• Darcy Reed

Does nature repair itself?

Updated: Feb 21, 2019

I’m interested in the world’s ecosystem. In many ways the system is perfect. It was perfect, that is. I fear the worst with the insect population. The bugs are leaving. The bees are endangered. In the jungle the trees are being cut down and that right there starts the cycle of extinction.


Someday we might have to actually reproduce our own insects with technology. In fact, they already have nano robots that do things. It’s possible, I suppose, to factor in technology as the savior of the planet. We many indeed need to solve these problems with technology, ironically, the same thing that caused them.


There are bugs frozen for thousands of years in the ice that’s now melting. Who knows if they will still live when thawed out like little tardigrades in puddles. One thing I’m happy to say about nature at this point, and this is not to normalize environmental destruction, but nature actually does repair itself, so somehow another species can live or take over.


There are many surprises in store for us regarding nature. We must keep in mind that many new discoveries about how dire things are didn’t exist before. They’ve always been dire. I have faith in Mother Earth. She will prevail. I also have faith in people. They might actually solve this.

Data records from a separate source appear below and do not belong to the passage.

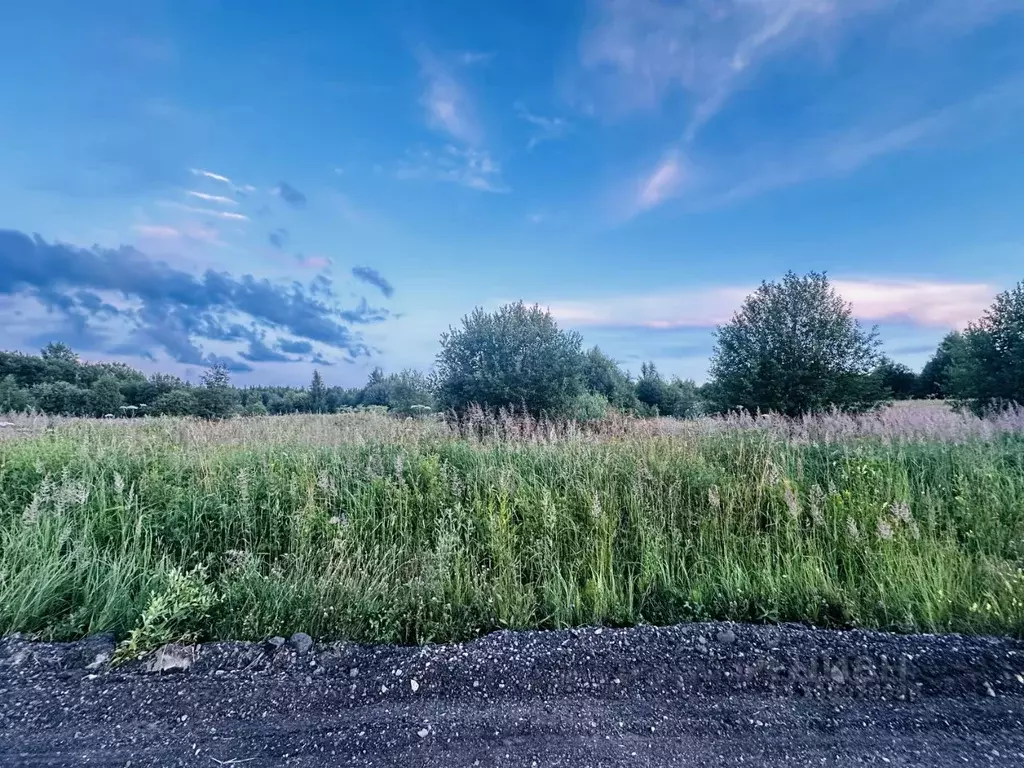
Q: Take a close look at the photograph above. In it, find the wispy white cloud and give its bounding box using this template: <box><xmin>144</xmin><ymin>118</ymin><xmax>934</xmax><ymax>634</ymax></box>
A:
<box><xmin>159</xmin><ymin>200</ymin><xmax>249</xmax><ymax>221</ymax></box>
<box><xmin>185</xmin><ymin>189</ymin><xmax>239</xmax><ymax>206</ymax></box>
<box><xmin>515</xmin><ymin>101</ymin><xmax>571</xmax><ymax>150</ymax></box>
<box><xmin>420</xmin><ymin>51</ymin><xmax>482</xmax><ymax>144</ymax></box>
<box><xmin>395</xmin><ymin>144</ymin><xmax>509</xmax><ymax>193</ymax></box>
<box><xmin>632</xmin><ymin>152</ymin><xmax>685</xmax><ymax>213</ymax></box>
<box><xmin>697</xmin><ymin>79</ymin><xmax>1024</xmax><ymax>206</ymax></box>
<box><xmin>459</xmin><ymin>50</ymin><xmax>495</xmax><ymax>67</ymax></box>
<box><xmin>578</xmin><ymin>0</ymin><xmax>1024</xmax><ymax>140</ymax></box>
<box><xmin>190</xmin><ymin>168</ymin><xmax>234</xmax><ymax>186</ymax></box>
<box><xmin>542</xmin><ymin>279</ymin><xmax>997</xmax><ymax>329</ymax></box>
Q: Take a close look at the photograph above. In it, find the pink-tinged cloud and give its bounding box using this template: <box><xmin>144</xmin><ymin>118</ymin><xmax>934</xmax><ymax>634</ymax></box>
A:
<box><xmin>132</xmin><ymin>224</ymin><xmax>181</xmax><ymax>240</ymax></box>
<box><xmin>541</xmin><ymin>280</ymin><xmax>998</xmax><ymax>329</ymax></box>
<box><xmin>191</xmin><ymin>168</ymin><xmax>234</xmax><ymax>186</ymax></box>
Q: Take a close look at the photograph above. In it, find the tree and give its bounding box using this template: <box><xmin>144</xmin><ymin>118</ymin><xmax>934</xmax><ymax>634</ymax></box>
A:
<box><xmin>871</xmin><ymin>357</ymin><xmax>921</xmax><ymax>400</ymax></box>
<box><xmin>32</xmin><ymin>381</ymin><xmax>89</xmax><ymax>416</ymax></box>
<box><xmin>153</xmin><ymin>387</ymin><xmax>196</xmax><ymax>416</ymax></box>
<box><xmin>383</xmin><ymin>369</ymin><xmax>434</xmax><ymax>416</ymax></box>
<box><xmin>636</xmin><ymin>362</ymin><xmax>702</xmax><ymax>418</ymax></box>
<box><xmin>0</xmin><ymin>374</ymin><xmax>32</xmax><ymax>414</ymax></box>
<box><xmin>88</xmin><ymin>375</ymin><xmax>125</xmax><ymax>416</ymax></box>
<box><xmin>193</xmin><ymin>362</ymin><xmax>239</xmax><ymax>419</ymax></box>
<box><xmin>583</xmin><ymin>347</ymin><xmax>639</xmax><ymax>412</ymax></box>
<box><xmin>435</xmin><ymin>301</ymin><xmax>584</xmax><ymax>416</ymax></box>
<box><xmin>711</xmin><ymin>272</ymin><xmax>884</xmax><ymax>416</ymax></box>
<box><xmin>918</xmin><ymin>331</ymin><xmax>964</xmax><ymax>398</ymax></box>
<box><xmin>949</xmin><ymin>281</ymin><xmax>1024</xmax><ymax>411</ymax></box>
<box><xmin>309</xmin><ymin>370</ymin><xmax>327</xmax><ymax>414</ymax></box>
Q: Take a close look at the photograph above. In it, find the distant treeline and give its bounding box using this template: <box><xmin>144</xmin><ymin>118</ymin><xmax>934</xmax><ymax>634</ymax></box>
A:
<box><xmin>0</xmin><ymin>272</ymin><xmax>1024</xmax><ymax>420</ymax></box>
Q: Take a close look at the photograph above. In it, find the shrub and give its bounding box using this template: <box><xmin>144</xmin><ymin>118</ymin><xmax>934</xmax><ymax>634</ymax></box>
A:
<box><xmin>436</xmin><ymin>301</ymin><xmax>584</xmax><ymax>416</ymax></box>
<box><xmin>711</xmin><ymin>272</ymin><xmax>884</xmax><ymax>416</ymax></box>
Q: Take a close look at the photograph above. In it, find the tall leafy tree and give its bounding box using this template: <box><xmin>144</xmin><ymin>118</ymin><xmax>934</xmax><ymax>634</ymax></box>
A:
<box><xmin>871</xmin><ymin>357</ymin><xmax>921</xmax><ymax>400</ymax></box>
<box><xmin>949</xmin><ymin>281</ymin><xmax>1024</xmax><ymax>411</ymax></box>
<box><xmin>435</xmin><ymin>301</ymin><xmax>585</xmax><ymax>416</ymax></box>
<box><xmin>711</xmin><ymin>272</ymin><xmax>884</xmax><ymax>416</ymax></box>
<box><xmin>583</xmin><ymin>347</ymin><xmax>639</xmax><ymax>411</ymax></box>
<box><xmin>309</xmin><ymin>371</ymin><xmax>327</xmax><ymax>414</ymax></box>
<box><xmin>193</xmin><ymin>362</ymin><xmax>239</xmax><ymax>419</ymax></box>
<box><xmin>88</xmin><ymin>375</ymin><xmax>125</xmax><ymax>416</ymax></box>
<box><xmin>918</xmin><ymin>331</ymin><xmax>964</xmax><ymax>398</ymax></box>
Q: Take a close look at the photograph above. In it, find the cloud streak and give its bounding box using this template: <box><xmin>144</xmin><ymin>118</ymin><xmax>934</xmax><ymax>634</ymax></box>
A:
<box><xmin>0</xmin><ymin>230</ymin><xmax>388</xmax><ymax>365</ymax></box>
<box><xmin>395</xmin><ymin>144</ymin><xmax>509</xmax><ymax>194</ymax></box>
<box><xmin>542</xmin><ymin>280</ymin><xmax>997</xmax><ymax>329</ymax></box>
<box><xmin>352</xmin><ymin>266</ymin><xmax>394</xmax><ymax>299</ymax></box>
<box><xmin>419</xmin><ymin>51</ymin><xmax>482</xmax><ymax>145</ymax></box>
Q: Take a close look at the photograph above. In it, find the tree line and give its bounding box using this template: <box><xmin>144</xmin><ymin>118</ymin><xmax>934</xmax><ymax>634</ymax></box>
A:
<box><xmin>0</xmin><ymin>272</ymin><xmax>1024</xmax><ymax>421</ymax></box>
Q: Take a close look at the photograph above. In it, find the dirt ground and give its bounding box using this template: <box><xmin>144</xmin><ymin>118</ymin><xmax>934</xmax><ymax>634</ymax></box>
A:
<box><xmin>0</xmin><ymin>624</ymin><xmax>1024</xmax><ymax>768</ymax></box>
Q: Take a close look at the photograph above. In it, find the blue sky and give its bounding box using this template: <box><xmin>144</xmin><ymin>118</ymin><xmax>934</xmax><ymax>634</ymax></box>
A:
<box><xmin>0</xmin><ymin>0</ymin><xmax>1024</xmax><ymax>384</ymax></box>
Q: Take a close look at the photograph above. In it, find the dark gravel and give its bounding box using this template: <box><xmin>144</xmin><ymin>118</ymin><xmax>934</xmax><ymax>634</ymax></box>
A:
<box><xmin>0</xmin><ymin>624</ymin><xmax>1024</xmax><ymax>768</ymax></box>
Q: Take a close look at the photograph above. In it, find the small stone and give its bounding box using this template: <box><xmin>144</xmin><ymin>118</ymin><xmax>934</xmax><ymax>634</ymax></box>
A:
<box><xmin>288</xmin><ymin>632</ymin><xmax>313</xmax><ymax>656</ymax></box>
<box><xmin>85</xmin><ymin>650</ymin><xmax>111</xmax><ymax>670</ymax></box>
<box><xmin>145</xmin><ymin>643</ymin><xmax>195</xmax><ymax>673</ymax></box>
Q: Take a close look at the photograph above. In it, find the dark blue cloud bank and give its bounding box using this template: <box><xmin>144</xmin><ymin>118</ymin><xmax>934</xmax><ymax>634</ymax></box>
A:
<box><xmin>0</xmin><ymin>229</ymin><xmax>390</xmax><ymax>371</ymax></box>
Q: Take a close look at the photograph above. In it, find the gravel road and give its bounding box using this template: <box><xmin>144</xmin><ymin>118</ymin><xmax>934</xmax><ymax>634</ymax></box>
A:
<box><xmin>0</xmin><ymin>624</ymin><xmax>1024</xmax><ymax>768</ymax></box>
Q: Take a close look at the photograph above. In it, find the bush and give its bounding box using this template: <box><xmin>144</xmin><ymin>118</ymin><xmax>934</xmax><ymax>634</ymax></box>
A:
<box><xmin>711</xmin><ymin>272</ymin><xmax>885</xmax><ymax>416</ymax></box>
<box><xmin>436</xmin><ymin>301</ymin><xmax>584</xmax><ymax>417</ymax></box>
<box><xmin>949</xmin><ymin>282</ymin><xmax>1024</xmax><ymax>411</ymax></box>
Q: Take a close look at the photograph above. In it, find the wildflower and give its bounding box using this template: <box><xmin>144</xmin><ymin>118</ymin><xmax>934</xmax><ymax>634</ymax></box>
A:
<box><xmin>889</xmin><ymin>502</ymin><xmax>913</xmax><ymax>523</ymax></box>
<box><xmin>22</xmin><ymin>492</ymin><xmax>42</xmax><ymax>523</ymax></box>
<box><xmin>782</xmin><ymin>486</ymin><xmax>800</xmax><ymax>520</ymax></box>
<box><xmin>708</xmin><ymin>485</ymin><xmax>722</xmax><ymax>509</ymax></box>
<box><xmin>808</xmin><ymin>483</ymin><xmax>825</xmax><ymax>525</ymax></box>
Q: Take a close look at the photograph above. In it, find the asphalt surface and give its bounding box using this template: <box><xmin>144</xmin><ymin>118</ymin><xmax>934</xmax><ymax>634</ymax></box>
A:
<box><xmin>0</xmin><ymin>624</ymin><xmax>1024</xmax><ymax>768</ymax></box>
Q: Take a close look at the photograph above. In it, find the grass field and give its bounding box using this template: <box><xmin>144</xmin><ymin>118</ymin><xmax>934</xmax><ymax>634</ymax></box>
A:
<box><xmin>0</xmin><ymin>408</ymin><xmax>1024</xmax><ymax>650</ymax></box>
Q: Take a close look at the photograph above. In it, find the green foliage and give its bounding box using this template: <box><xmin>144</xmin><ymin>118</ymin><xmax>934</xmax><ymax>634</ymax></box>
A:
<box><xmin>583</xmin><ymin>347</ymin><xmax>640</xmax><ymax>413</ymax></box>
<box><xmin>152</xmin><ymin>388</ymin><xmax>196</xmax><ymax>416</ymax></box>
<box><xmin>568</xmin><ymin>392</ymin><xmax>609</xmax><ymax>423</ymax></box>
<box><xmin>948</xmin><ymin>282</ymin><xmax>1024</xmax><ymax>411</ymax></box>
<box><xmin>871</xmin><ymin>356</ymin><xmax>921</xmax><ymax>400</ymax></box>
<box><xmin>383</xmin><ymin>369</ymin><xmax>434</xmax><ymax>416</ymax></box>
<box><xmin>193</xmin><ymin>362</ymin><xmax>240</xmax><ymax>419</ymax></box>
<box><xmin>114</xmin><ymin>565</ymin><xmax>217</xmax><ymax>663</ymax></box>
<box><xmin>636</xmin><ymin>362</ymin><xmax>703</xmax><ymax>419</ymax></box>
<box><xmin>309</xmin><ymin>371</ymin><xmax>327</xmax><ymax>414</ymax></box>
<box><xmin>711</xmin><ymin>272</ymin><xmax>884</xmax><ymax>416</ymax></box>
<box><xmin>0</xmin><ymin>374</ymin><xmax>34</xmax><ymax>414</ymax></box>
<box><xmin>435</xmin><ymin>301</ymin><xmax>584</xmax><ymax>416</ymax></box>
<box><xmin>0</xmin><ymin>411</ymin><xmax>1024</xmax><ymax>656</ymax></box>
<box><xmin>918</xmin><ymin>331</ymin><xmax>964</xmax><ymax>398</ymax></box>
<box><xmin>88</xmin><ymin>375</ymin><xmax>125</xmax><ymax>416</ymax></box>
<box><xmin>32</xmin><ymin>381</ymin><xmax>89</xmax><ymax>416</ymax></box>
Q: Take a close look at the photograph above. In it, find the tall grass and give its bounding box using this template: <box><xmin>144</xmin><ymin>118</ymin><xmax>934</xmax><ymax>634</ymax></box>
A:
<box><xmin>0</xmin><ymin>409</ymin><xmax>1024</xmax><ymax>645</ymax></box>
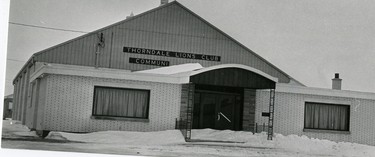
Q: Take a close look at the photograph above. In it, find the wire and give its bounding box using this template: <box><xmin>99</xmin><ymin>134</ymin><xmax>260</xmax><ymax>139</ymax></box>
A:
<box><xmin>9</xmin><ymin>22</ymin><xmax>89</xmax><ymax>33</ymax></box>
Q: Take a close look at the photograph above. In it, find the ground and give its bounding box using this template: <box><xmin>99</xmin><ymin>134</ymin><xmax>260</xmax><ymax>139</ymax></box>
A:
<box><xmin>1</xmin><ymin>120</ymin><xmax>375</xmax><ymax>157</ymax></box>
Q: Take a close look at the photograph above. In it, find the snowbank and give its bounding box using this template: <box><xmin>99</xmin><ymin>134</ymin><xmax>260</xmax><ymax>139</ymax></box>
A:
<box><xmin>192</xmin><ymin>129</ymin><xmax>375</xmax><ymax>157</ymax></box>
<box><xmin>46</xmin><ymin>130</ymin><xmax>185</xmax><ymax>145</ymax></box>
<box><xmin>2</xmin><ymin>121</ymin><xmax>375</xmax><ymax>157</ymax></box>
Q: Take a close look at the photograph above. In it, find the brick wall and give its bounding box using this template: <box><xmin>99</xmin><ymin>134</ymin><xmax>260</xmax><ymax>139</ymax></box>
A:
<box><xmin>43</xmin><ymin>75</ymin><xmax>181</xmax><ymax>132</ymax></box>
<box><xmin>256</xmin><ymin>91</ymin><xmax>375</xmax><ymax>145</ymax></box>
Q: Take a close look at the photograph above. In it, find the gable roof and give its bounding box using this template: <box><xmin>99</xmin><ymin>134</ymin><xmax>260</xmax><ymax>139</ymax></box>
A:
<box><xmin>13</xmin><ymin>1</ymin><xmax>304</xmax><ymax>86</ymax></box>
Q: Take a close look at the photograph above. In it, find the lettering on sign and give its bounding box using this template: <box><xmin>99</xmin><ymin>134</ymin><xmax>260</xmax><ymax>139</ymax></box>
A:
<box><xmin>129</xmin><ymin>57</ymin><xmax>169</xmax><ymax>66</ymax></box>
<box><xmin>123</xmin><ymin>47</ymin><xmax>221</xmax><ymax>62</ymax></box>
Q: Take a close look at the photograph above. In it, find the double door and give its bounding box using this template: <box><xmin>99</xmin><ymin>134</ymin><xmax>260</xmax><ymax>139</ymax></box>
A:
<box><xmin>193</xmin><ymin>92</ymin><xmax>242</xmax><ymax>130</ymax></box>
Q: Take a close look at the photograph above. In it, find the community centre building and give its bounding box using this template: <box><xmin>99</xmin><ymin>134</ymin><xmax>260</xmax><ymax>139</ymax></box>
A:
<box><xmin>12</xmin><ymin>1</ymin><xmax>375</xmax><ymax>145</ymax></box>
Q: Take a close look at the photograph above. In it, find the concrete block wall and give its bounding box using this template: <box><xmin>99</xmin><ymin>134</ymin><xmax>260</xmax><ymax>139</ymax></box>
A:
<box><xmin>43</xmin><ymin>75</ymin><xmax>181</xmax><ymax>132</ymax></box>
<box><xmin>256</xmin><ymin>91</ymin><xmax>375</xmax><ymax>145</ymax></box>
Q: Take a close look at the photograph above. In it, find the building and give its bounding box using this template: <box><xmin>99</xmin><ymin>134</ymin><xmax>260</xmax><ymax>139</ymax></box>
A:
<box><xmin>3</xmin><ymin>94</ymin><xmax>13</xmax><ymax>120</ymax></box>
<box><xmin>13</xmin><ymin>1</ymin><xmax>375</xmax><ymax>145</ymax></box>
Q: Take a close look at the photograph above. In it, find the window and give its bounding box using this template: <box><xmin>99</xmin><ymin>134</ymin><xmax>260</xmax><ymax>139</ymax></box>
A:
<box><xmin>305</xmin><ymin>102</ymin><xmax>350</xmax><ymax>131</ymax></box>
<box><xmin>93</xmin><ymin>86</ymin><xmax>150</xmax><ymax>119</ymax></box>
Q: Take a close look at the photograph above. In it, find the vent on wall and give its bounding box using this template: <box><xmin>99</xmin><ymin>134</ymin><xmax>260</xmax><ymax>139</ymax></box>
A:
<box><xmin>332</xmin><ymin>73</ymin><xmax>342</xmax><ymax>90</ymax></box>
<box><xmin>160</xmin><ymin>0</ymin><xmax>168</xmax><ymax>6</ymax></box>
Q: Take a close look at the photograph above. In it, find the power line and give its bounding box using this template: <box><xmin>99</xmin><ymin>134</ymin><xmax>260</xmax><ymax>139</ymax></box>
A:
<box><xmin>9</xmin><ymin>22</ymin><xmax>89</xmax><ymax>33</ymax></box>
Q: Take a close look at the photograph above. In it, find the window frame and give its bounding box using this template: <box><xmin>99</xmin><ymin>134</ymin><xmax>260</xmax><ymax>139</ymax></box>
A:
<box><xmin>303</xmin><ymin>101</ymin><xmax>351</xmax><ymax>133</ymax></box>
<box><xmin>91</xmin><ymin>85</ymin><xmax>151</xmax><ymax>121</ymax></box>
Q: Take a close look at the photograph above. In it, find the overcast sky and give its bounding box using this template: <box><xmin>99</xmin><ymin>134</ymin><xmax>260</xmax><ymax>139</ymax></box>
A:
<box><xmin>0</xmin><ymin>0</ymin><xmax>375</xmax><ymax>95</ymax></box>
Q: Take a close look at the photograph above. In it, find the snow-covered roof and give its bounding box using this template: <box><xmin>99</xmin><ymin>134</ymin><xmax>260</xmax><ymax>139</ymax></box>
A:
<box><xmin>136</xmin><ymin>63</ymin><xmax>278</xmax><ymax>82</ymax></box>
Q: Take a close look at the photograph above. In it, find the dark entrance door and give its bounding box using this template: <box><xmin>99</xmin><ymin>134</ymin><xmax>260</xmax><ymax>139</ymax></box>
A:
<box><xmin>193</xmin><ymin>91</ymin><xmax>242</xmax><ymax>130</ymax></box>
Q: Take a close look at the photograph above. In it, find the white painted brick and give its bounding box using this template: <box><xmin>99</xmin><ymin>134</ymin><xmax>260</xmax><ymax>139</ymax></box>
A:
<box><xmin>44</xmin><ymin>75</ymin><xmax>181</xmax><ymax>132</ymax></box>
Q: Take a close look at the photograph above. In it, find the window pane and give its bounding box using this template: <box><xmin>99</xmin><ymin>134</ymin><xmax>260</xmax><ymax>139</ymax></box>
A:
<box><xmin>304</xmin><ymin>102</ymin><xmax>349</xmax><ymax>131</ymax></box>
<box><xmin>93</xmin><ymin>87</ymin><xmax>149</xmax><ymax>118</ymax></box>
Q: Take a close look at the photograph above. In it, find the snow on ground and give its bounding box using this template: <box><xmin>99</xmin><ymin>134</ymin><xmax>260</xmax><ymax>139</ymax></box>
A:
<box><xmin>2</xmin><ymin>120</ymin><xmax>375</xmax><ymax>157</ymax></box>
<box><xmin>46</xmin><ymin>130</ymin><xmax>185</xmax><ymax>145</ymax></box>
<box><xmin>192</xmin><ymin>129</ymin><xmax>375</xmax><ymax>156</ymax></box>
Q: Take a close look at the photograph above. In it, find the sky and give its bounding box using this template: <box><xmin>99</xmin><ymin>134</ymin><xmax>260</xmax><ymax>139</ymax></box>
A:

We are often concerned about Mother Earth as if we were not actually part of Mother Earth. People are creatures of the earth. People still have self-preservation instincts. People are the future saviors of the planet. With all of praying and meditating and rebuilding the planet, we can preserve it. We really can.


Perhaps the shortage of one insect type will be replaced by another. ­ An abundance of different insects could indeed rebuild their populations. The question is really not will insects survive, but will people survive. A cockroach can live for ten days with its head cut off. A politician can live even longer with his head cut off. So, perhaps we will make it.